With the processor on pulse, add the ice water a tablespoon at a time. Pulse until the mixture holds together as a soft, but not crumbly or sticky, dough. Shape the dough into a disk, wrap in plastic wrap, and refrigerate until firm and evenly moist, about 30 minutes.
To prepare the dough, lightly flour a clean work surface and rolling pin. Place the dough disk in the center of the floured surface. Roll out the dough, starting in the center and rolling up to, but not over, the top edge of the dough. Return to the center, and roll down to, but not over, the bottom edge. Give the dough a quarter turn, and continue rolling, repeating the quarter turns until you have disk about 1/8 inch thick.
Drape the dough over the rolling pin and transfer to a 10-inch tart pan with a removable bottom, unrolling over the tin. With one hand lift the pastry and with the other gently tuck it into the pan, being careful not to stretch or pull the dough. Let the pastry settle into the bottom of the pan. Take a small piece of dough and shape it into a ball. Press the ball of dough around the bottom edges of the tart pan, snugly shaping the pastry into the pan without tearing it. Remove any excess pastry by rolling the pin across the top of the pan.
Prick the bottom of the pastry all over with the tines of a fork to help prevent shrinkage during baking. Chill until firm, about 30 minutes.
To blind bake, preheat the oven to 425°F. Crumple a piece of parchment paper, then lay it out flat over the bottom of the pastry. Weight the paper with pie weights, dried beans, or uncooked rice. This will keep the unfilled piecrust from puffing up in the oven.
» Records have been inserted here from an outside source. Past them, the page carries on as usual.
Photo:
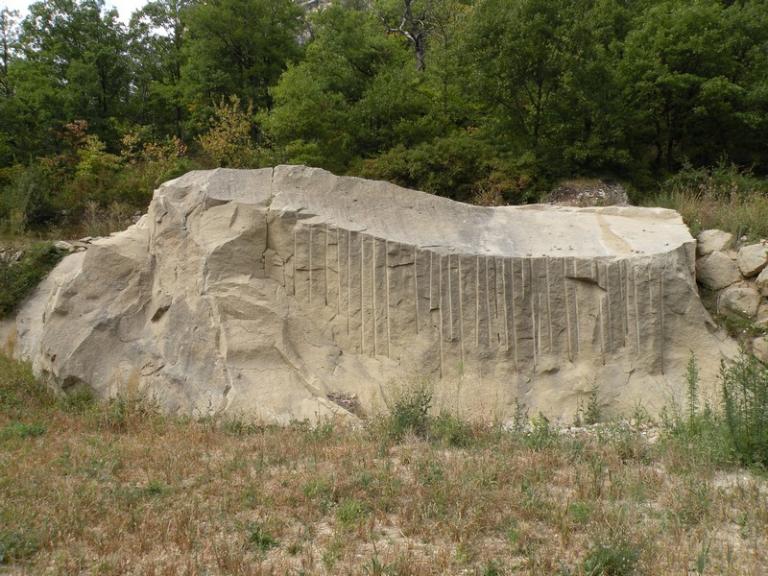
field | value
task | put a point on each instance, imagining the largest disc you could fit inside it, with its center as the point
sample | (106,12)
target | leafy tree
(75,53)
(349,93)
(156,48)
(694,75)
(237,47)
For a partially baked shell that will be filled and baked further, bake for 20 minutes. Remove from the oven and remove the paper and weights. (You can re-use the rice or beans for blind baking a number times.) The shell can now be filled and baked further, according to the recipe directions. For a fully baked shell that will hold an uncooked filling, bake the empty shell until a deep golden brown, about 30 minutes total.